La historia, por tanto, se repite, como prueba fehacientemente la jurisprudencia registral, termómetro fiable y sensible donde los haya de la evolución y de las oscilaciones de la libertad contractual en el terreno societario. Así ha sucedido en la resolución de la Dirección General de los Registros y del Notariado de 4 de diciembre de 2017 (BOE de 27 de diciembre), donde el asunto central gira en torno a una cláusula de “arrastre”, también llamada cláusula drag along, que se intentaba incorporar a los estatutos mediante la correspondiente modificación estatutaria. El registrador mercantil rechazó, no obstante, la inscripción, por entender que un cambio tal debería haberse adoptado por unanimidad, dado que podía implicar la exclusión de los socios obligados a vender, sin perjuicio del necesario consentimiento individual de los mismos. Impugnada la calificación negativa, el Centro directivo desestima el recurso.
Merece la pena transcribir, como punto de partida, lo esencial de la cláusula estatutaria de arrastre. A su tenor, “cuando uno o varios socios titulares, individual o conjuntamente de igual o más del 65% del capital social, estén dispuestos a aceptar una oferta de compra de todas las participaciones sociales de las que sea titular, y dicha oferta estuviese condicionada a la compra de un número de participaciones superior al número de participaciones ostentadas por tales socios, éstos estarán facultados para requerir y obligar al resto de los socios a que igualmente transmitan al tercero interesado, a prorrata de su respectiva participación social, las participaciones sociales de su titularidad que sean necesarias para cubrir la oferta del tercero, siempre que el precio ofrecido fuera el mayor valor de los tres siguientes… Ejercitado el derecho de arrastre, los restantes socios vendrán obligados a la venta de sus participaciones al tercero en los términos indicados…”
Una vez destacado semejante texto, la Dirección General se detiene en el carácter “esencialmente cerrado” de la sociedad de responsabilidad limitada, que se pone de manifiesto, entre otros aspectos, en el régimen de transmisión voluntaria de las participaciones sociales por actos inter vivos.
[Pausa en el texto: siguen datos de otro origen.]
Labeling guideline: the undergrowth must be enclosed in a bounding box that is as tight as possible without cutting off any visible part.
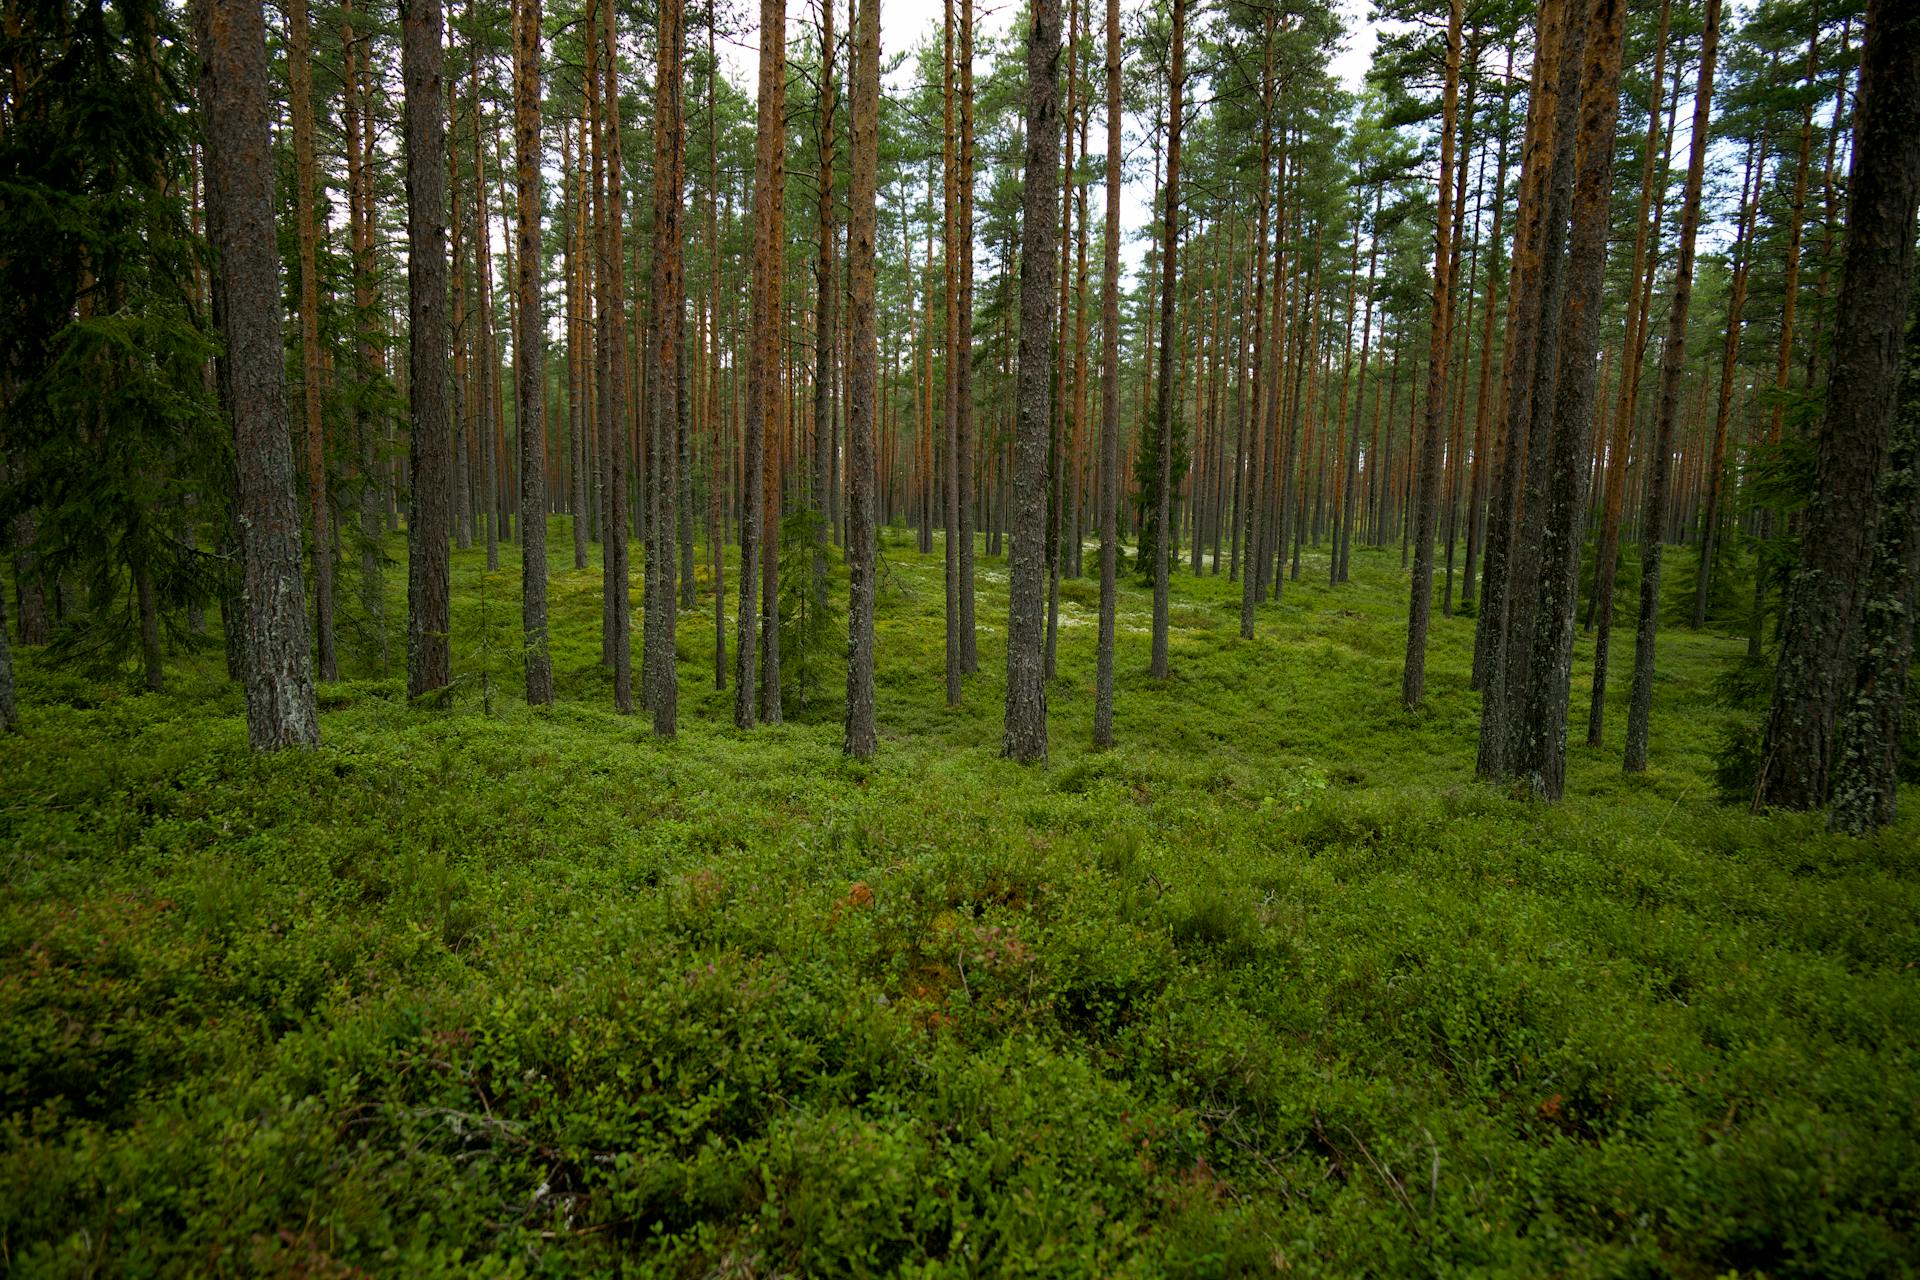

Glosa seguidamente el Centro directivo la disciplina contenida en los arts. 106 y sigs. LSC, con algún ligero apunte comparativo respecto de la LSRL de 1953, para concluir que el elemento decisivo es, como resulta notorio, la libertad contractual, pues la disciplina contenida en el art. 107, 2º LSC, según resulta sabido, se limita a constituir un régimen supletorio.
De acuerdo, entonces, con esa premisa, lo procedente es examinar la validez de la cláusula de arrastre, sobre la base los términos expuestos. La respuesta, una vez más, no parece difícil, a la vista de lo indicado en el art. 188, 3º RRM, conforme al cual “serán inscribibles en el Registro Mercantil las cláusulas estatutarias que impongan al socio la obligación de transmitir sus participaciones a los demás socios o a terceras personas determinadas cuando concurran circunstancias expresadas de forma clara y precisa en los estatutos”. Con arreglo a semejante regulación, se entiende, entonces, que el Centro directivo afirme decididamente la “licitud indudable” de la cláusula de arrastre, sin perjuicio, claro está, de que haya de perfilarse el adecuado camino jurídico para insertarla con plena validez en los estatutos sociales.
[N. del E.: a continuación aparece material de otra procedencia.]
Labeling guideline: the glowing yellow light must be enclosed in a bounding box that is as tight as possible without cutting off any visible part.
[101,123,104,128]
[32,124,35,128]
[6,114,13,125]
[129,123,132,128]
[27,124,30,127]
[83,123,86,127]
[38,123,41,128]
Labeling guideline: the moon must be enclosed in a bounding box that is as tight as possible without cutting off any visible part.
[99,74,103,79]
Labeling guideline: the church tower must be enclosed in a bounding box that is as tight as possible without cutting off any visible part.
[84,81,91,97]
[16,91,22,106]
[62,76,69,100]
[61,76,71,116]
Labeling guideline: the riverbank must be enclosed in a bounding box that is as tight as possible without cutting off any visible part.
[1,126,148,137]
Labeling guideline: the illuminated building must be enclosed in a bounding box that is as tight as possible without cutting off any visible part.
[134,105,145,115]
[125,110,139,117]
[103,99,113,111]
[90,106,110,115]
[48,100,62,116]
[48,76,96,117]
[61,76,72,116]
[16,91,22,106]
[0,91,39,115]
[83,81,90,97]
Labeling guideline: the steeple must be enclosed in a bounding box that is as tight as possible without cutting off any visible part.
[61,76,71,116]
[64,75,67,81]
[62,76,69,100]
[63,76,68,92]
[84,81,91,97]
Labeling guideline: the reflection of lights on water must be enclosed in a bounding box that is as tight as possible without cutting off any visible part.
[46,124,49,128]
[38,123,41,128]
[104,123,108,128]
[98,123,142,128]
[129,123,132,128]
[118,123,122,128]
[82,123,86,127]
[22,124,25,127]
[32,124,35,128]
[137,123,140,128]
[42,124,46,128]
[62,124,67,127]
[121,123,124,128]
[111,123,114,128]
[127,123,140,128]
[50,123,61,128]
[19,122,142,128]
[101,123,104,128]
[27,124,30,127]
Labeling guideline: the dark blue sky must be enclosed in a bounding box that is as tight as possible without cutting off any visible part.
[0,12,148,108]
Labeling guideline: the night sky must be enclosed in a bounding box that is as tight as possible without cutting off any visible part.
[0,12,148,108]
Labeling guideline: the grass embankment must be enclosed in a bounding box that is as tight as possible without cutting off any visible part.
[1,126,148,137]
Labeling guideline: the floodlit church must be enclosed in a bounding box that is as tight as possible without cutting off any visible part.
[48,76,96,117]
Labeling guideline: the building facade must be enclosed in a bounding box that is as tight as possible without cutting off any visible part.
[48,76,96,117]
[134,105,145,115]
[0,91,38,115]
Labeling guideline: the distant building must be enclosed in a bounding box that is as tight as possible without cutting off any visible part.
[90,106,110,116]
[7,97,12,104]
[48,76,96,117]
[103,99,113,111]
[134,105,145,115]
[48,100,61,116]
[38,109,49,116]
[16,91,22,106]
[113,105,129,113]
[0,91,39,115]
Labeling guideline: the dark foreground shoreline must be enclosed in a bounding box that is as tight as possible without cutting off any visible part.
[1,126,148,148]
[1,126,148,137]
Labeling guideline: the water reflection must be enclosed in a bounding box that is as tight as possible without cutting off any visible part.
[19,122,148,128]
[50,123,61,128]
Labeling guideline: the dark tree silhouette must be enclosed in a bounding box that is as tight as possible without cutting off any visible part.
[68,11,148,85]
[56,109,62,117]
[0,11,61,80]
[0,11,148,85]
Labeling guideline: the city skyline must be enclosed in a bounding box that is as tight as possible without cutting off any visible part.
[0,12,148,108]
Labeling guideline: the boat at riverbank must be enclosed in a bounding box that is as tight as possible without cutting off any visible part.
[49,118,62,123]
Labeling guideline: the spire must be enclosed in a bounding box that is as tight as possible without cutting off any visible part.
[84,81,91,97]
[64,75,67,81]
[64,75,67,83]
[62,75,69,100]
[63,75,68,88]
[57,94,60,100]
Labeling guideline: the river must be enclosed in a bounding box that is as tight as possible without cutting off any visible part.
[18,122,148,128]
A tal fin, y con el propósito de conseguir la mejor hermenéutica del Derecho vigente en la materia, vuelve la Dirección General a las “ideas rectoras” que, en su día, sirvieron para configurar tipológicamente a la sociedad de responsabilidad limitada. El elemento tenido en cuenta es ahora la “intensa tutela del socio y de la minoría”, ausente, según es sabido, de la LSRL de 1953, pero bien arraigada en la LSC a través, como no podía ser de otro modo, de la LSRL de 1995; su relieve en sede de modificaciones estatutarias es notorio, mediante diversas posibilidades que se señalan en la resolución: bien, a través del acuerdo de todos los socios, bien, merced al consentimiento individual de cada socio, bien, por último, con el instrumento del derecho de separación atribuido al socio disconforme.
Puede parecer paradójico que el Centro directivo acentúe la idea de la tutela de la minoría en el contexto de las cláusulas estatutarias de arrastre, pues, como se advertía en el recurso y se reitera en la resolución, su razón de ser se sitúa en el propósito de evitar posibles conductas obstruccionistas de la minoría, idóneas para impedir, como también se señalaba en el recurso, “transmisiones de empresas eficientes (generadoras de valor a terceros con capacidad de obtener mejores resultados del patrimonio empresarial)”. No hay, en verdad, tal paradoja y sí, a mi juicio con pleno acierto, el propósito de ensamblar equitativamente la indudable licitud de la cláusula de arrastre con los imperativos inexorables de la tutela de la minoría. Conviene poner de manifiesto que la misma trae consigo una obligación de contratar para los socios minoritarios, quizá justificada si, efectivamente, se llegara a producir el abuso de minoría, pero carente de razón en otros casos, sin que sirva para soslayar esta objeción la presunta eficiencia de la operación traslativa de las participaciones sociales.
Por lo expuesto, concluye la Dirección General afirmando que la cláusula de arrastre “exige en su configuración estatutaria el consentimiento unánime de los socios…sin que pueda suplirse dicho consentimiento unánime atribuyendo un derecho de separación al socio que no hubiere votado a favor, por no ser una mera cláusula de restricción de transmisión de participaciones sociales”. Conclusión plenamente acertada, a mi juicio, que, no obstante, se modula de inmediato con un criterio singular. Advierte, así, el Centro directivo que el mencionado criterio “no significa que el consentimiento de todos los socios deba ser necesariamente expresado en forma de acuerdo adoptado por unanimidad en la junta general en la que hayan estado presentes o representados todos los socios”, pues bastará con “el acuerdo mayoritario de la junta siempre que a tal acuerdo presten su consentimiento individual todos los demás socios, en la misma junta o en un momento posterior”, según se deduce del art. 207, 2º RRM.
Si hubiera que resumir en una palabra el motivo inspirador de esta solución, que sin menoscabar el decidido propósito de tutela de la minoría favorece la consecución del acuerdo en torno a la cláusula de arrastre, de inmediato nos vendría a la cabeza la idea de flexibilidad, ampliamente presente en la jurisprudencia de la Dirección General, con la finalidad de facilitar el funcionamiento de las sociedades mercantiles. Pero, a la vez, esta invocación, expresiva, nuevamente, de las “ideas rectoras” características de la moderna sociedad limitada, constituye una nueva victoria del difunto preámbulo de la LSRL de 1995, cuya buena salud en el mundo jurídico español hay que certificar para concluir el presente commendario, no obstante la indudable paradoja, ahora sí, que supone.